Allow request/response.blob() to resolve before reading the full stream #556

jakearchibald · 2017-06-20T14:26:16Z

The blob() case is more efficient by far in terms of what the browser can and does optimize. Speaking for Gecko, the blob() call only creates a handle to the underlying file on disk. No reads of the file's contents need to be performed before returning the blob. This handle can be given to the new Response and passed across processes, allowing the target process to perform just the 1024-byte read directly, and without needing to involve the ServiceWorker or its global.

This is against the current spec which requires reading the full stream, but seems like a nice optimisation.

This should be limited to bodies with a known size, which means items with a Content-Length header, or items backed by disk (cache API).

The blob should enter an errored state if the body doesn't eventually match the size of the blob.

The text was updated successfully, but these errors were encountered:

wanderview · 2017-06-20T14:38:36Z

FWIW, while we do this optimization for blobs in IDB/etc, I don't think we do it for Cache API in gecko yet.

jakearchibald · 2017-06-20T15:26:26Z

I guess there's less need for this if no one does it already. w3c/ServiceWorker#913 is maybe still the best fix.

wanderview · 2017-06-20T15:36:29Z

The problem with the blob optimization here is that its different semantics to a ReadableStream.
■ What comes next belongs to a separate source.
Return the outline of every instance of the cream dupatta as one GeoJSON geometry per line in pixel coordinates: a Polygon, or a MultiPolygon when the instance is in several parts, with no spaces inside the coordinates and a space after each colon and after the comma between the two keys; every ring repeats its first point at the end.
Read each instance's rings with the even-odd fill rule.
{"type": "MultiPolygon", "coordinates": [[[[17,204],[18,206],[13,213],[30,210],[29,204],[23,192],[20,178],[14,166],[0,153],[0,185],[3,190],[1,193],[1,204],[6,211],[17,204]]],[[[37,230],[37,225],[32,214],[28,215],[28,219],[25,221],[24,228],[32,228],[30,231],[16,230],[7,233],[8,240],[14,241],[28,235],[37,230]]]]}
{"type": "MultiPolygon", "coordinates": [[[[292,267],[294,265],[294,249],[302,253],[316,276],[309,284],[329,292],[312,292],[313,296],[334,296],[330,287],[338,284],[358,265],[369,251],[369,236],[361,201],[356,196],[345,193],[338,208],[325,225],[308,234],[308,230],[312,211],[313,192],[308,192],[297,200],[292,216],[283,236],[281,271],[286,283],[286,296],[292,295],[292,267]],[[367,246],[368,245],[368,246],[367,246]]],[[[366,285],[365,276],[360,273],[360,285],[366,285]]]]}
A blob you can random access read in any order, etc.

What if we just added some kind of "skip" operation to ReadableStream? This would let you efficiently seek forwards to the part you want without necessarily loading it all into memory.

domenic · 2017-06-20T15:40:09Z

Although upon seeing this issue initially I was sympathetic, thinking that the spec should not prohibit interesting optimizations, now I am not so sure. It really comes to down the question of, what does response.blob() fulfilling mean? Or, from another angle, what does having a Blob object in hand mean?

I see two possibilities:

It means you have a handle to some data that could in theory be read, perhaps even successfully, by the browser/the FileReader API/etc.
It means that you have some assurance that the data is a known, readable quantity, that (modulo transient filesystem errors) can be read successfully at any time.

If we say that having a Blob/a fulfilled response.blob() promise means the latter, then we really do need to wait to read the response stream to the end first.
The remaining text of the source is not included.